Tagraxofusp is a recombinant fusion protein consisting of the binding site of interleukin 3 [IL3] fused with diphtheria toxin and that is given by intravenous infusion and used as an antineoplastic agent for patients with blastic plasmacytoid dendritic cell neoplasm. Treatment with tagraxofusp is associated with a high rate of serum enzyme elevations during therapy, but has not been linked to instances of clinically apparent acute liver injury with jaundice.

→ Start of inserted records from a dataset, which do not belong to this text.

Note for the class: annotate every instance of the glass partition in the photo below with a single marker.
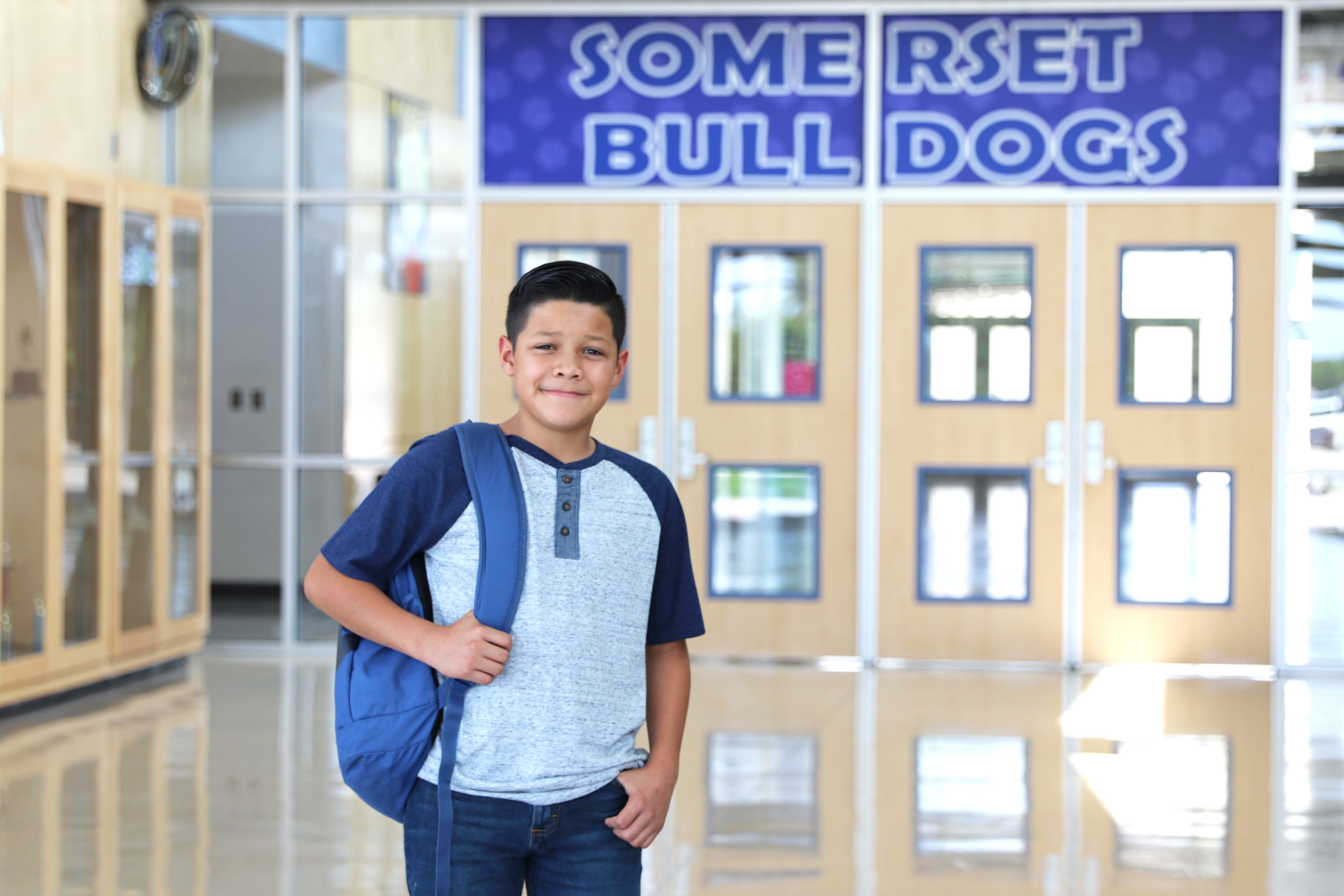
(139, 279)
(1175, 536)
(382, 103)
(610, 260)
(186, 417)
(975, 535)
(1177, 316)
(978, 318)
(378, 347)
(245, 561)
(25, 547)
(767, 324)
(1316, 150)
(248, 103)
(84, 331)
(326, 499)
(248, 280)
(764, 531)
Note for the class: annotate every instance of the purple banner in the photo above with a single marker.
(1171, 99)
(764, 101)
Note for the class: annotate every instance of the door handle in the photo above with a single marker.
(648, 450)
(687, 456)
(1054, 461)
(1095, 459)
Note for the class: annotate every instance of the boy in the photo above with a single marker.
(549, 788)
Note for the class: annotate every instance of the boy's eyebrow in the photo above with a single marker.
(556, 335)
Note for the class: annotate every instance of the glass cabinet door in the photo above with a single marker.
(25, 543)
(139, 279)
(185, 554)
(83, 459)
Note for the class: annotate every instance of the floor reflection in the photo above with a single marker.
(794, 781)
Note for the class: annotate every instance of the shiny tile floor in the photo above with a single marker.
(224, 781)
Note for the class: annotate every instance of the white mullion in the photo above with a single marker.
(670, 240)
(1076, 416)
(870, 362)
(869, 506)
(290, 327)
(1283, 331)
(471, 311)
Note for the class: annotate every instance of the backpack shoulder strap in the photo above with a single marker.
(502, 523)
(501, 518)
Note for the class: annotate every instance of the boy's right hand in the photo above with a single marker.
(468, 649)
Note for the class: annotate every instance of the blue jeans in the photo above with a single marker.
(498, 844)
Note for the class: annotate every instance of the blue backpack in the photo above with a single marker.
(390, 707)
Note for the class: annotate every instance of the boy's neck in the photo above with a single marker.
(565, 447)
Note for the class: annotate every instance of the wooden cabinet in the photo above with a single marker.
(104, 460)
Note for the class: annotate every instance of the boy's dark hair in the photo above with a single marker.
(572, 281)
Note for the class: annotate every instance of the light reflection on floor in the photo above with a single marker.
(225, 782)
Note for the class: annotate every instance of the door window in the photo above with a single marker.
(1177, 326)
(767, 324)
(1175, 536)
(763, 790)
(971, 803)
(975, 535)
(976, 310)
(764, 531)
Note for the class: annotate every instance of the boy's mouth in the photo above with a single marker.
(564, 394)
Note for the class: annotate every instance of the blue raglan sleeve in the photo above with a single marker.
(408, 512)
(675, 605)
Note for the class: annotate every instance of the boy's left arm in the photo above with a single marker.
(650, 789)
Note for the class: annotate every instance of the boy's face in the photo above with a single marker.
(565, 363)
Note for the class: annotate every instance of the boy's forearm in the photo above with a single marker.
(364, 609)
(669, 680)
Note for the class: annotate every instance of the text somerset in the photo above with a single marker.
(663, 60)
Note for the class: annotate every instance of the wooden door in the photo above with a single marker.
(972, 392)
(189, 561)
(1181, 429)
(769, 308)
(623, 241)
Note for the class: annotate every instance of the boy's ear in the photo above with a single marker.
(507, 355)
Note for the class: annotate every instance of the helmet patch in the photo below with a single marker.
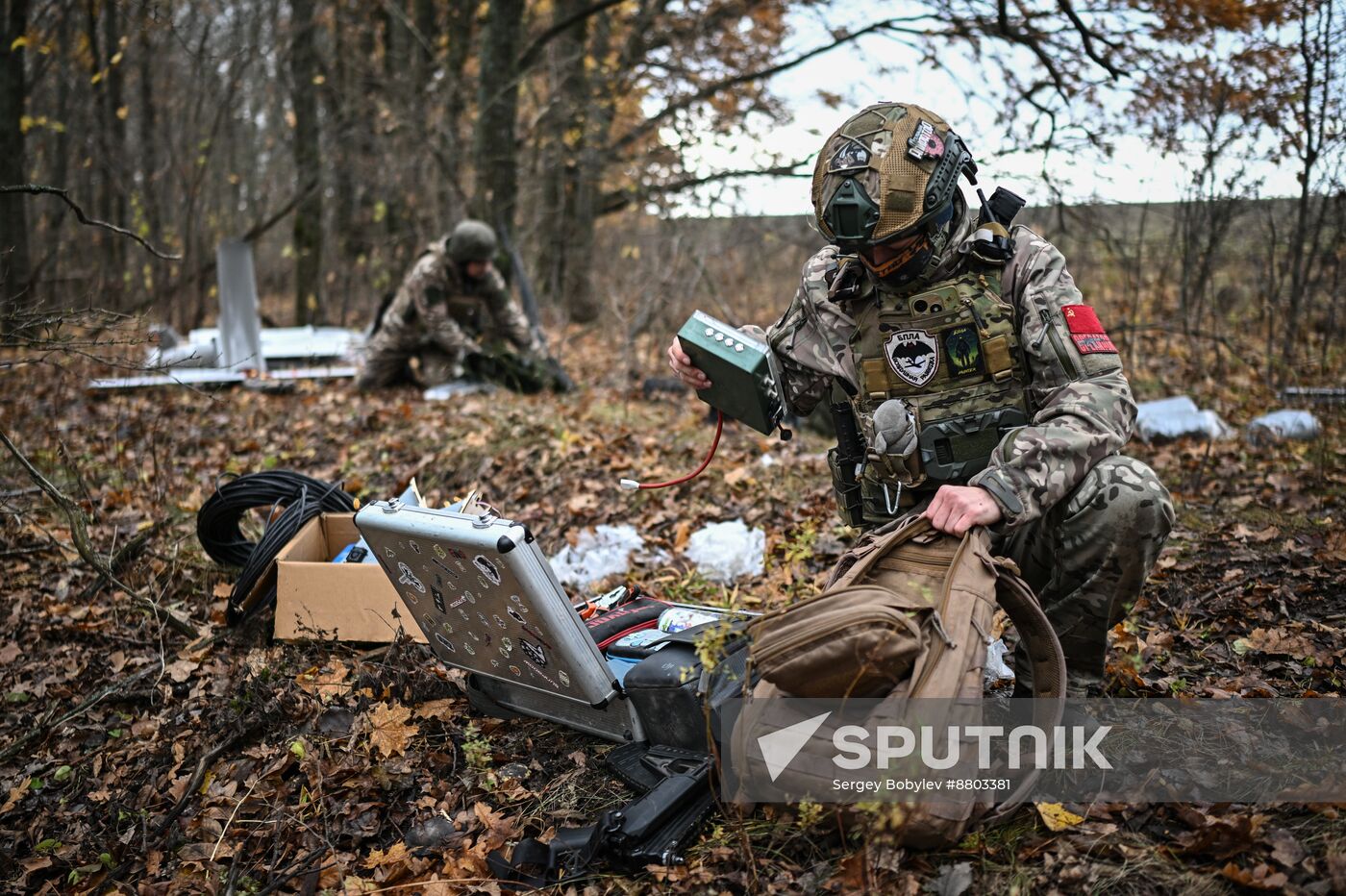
(851, 157)
(925, 143)
(914, 356)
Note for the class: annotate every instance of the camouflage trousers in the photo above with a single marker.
(1087, 558)
(390, 350)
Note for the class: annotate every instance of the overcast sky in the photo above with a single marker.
(1134, 174)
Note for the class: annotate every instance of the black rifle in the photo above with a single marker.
(844, 460)
(653, 829)
(561, 380)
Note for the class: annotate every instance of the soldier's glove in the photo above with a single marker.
(894, 428)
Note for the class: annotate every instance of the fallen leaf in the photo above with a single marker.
(389, 732)
(440, 709)
(181, 669)
(15, 795)
(1259, 878)
(394, 853)
(956, 879)
(1261, 535)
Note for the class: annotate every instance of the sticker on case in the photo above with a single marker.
(540, 673)
(532, 652)
(408, 578)
(487, 568)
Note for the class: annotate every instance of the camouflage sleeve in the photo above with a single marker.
(1084, 411)
(810, 340)
(509, 317)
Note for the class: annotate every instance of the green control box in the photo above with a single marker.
(743, 383)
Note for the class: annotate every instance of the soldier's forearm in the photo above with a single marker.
(1039, 464)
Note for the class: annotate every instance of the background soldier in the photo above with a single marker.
(453, 311)
(983, 389)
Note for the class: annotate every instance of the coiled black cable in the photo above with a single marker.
(217, 526)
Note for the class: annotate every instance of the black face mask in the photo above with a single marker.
(912, 261)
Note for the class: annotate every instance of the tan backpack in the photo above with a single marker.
(908, 612)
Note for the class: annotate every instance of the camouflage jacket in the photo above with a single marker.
(1081, 403)
(443, 307)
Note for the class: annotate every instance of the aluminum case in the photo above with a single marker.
(488, 603)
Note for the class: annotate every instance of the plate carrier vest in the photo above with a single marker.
(952, 354)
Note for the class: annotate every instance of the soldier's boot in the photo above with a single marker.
(386, 361)
(1087, 560)
(439, 366)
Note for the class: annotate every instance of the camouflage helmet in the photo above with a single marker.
(890, 170)
(471, 241)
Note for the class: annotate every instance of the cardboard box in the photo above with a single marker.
(319, 599)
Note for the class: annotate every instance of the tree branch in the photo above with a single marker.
(556, 29)
(1086, 37)
(37, 188)
(716, 87)
(80, 533)
(618, 199)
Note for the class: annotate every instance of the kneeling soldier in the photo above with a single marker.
(451, 307)
(985, 390)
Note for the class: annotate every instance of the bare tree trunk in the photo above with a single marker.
(114, 164)
(461, 31)
(148, 154)
(13, 222)
(309, 215)
(581, 300)
(497, 123)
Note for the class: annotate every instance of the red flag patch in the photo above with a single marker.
(1086, 330)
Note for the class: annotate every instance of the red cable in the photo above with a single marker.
(719, 428)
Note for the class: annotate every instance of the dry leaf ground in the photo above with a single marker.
(251, 767)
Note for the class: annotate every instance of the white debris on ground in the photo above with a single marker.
(1283, 424)
(596, 555)
(727, 551)
(455, 389)
(996, 669)
(1177, 417)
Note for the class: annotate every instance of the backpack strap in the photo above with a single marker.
(1049, 669)
(875, 546)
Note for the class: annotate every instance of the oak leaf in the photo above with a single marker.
(387, 730)
(1057, 817)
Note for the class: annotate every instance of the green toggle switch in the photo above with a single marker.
(743, 384)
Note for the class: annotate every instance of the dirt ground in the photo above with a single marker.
(137, 759)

Tagraxofusp (tag rax' oh fusp) is a recombinant fusion protein that combines the binding site domain of IL3 with the catalytic domain of diphtheria toxin. The IL3 domain targets cells with the IL3 receptor (CD122), which is highly expressed on some malignant myeloid cells and particularly cells of blastic plasmacytoid dendritic cell neoplasm (BPDCN), a rare, aggressive myeloid malignancy that is universally fatal without treatment, overall survival for which is 7 to 12 months. Clinical trials of tagraxofusp in small numbers of patients with BPDCN showed response rates of approximately 50%, higher than is achieved with conventional cancer chemotherapy. Tagraxofusp received accelerated approval for BPDCN in both adults and children (2 years or older) in the United States in 2018 and is available in solution in single dose vials of 1,000 mcg/mL under the brand name Elzonris. The recommended dose is 12 mcg/kg intravenously on days 1 to 5 of 21-day cycles. Side effects are common and therapy should be administered only in inpatient facilities or in specialty outpatient settings. Common side effects include capillary leak syndrome (>50%), fatigue, nausea, fever, peripheral edema, anemia, thrombocytopenia, hypocalcemia, hyponatremia and hypoglycemia. Severe adverse reactions include severe capillary leak syndrome, hypersensitivity reactions and severe, even life-threatening capillary leak syndrome. Tagraxofusp should be administered only by health care groups with experience in cancer chemotherapy and management of its severe complications.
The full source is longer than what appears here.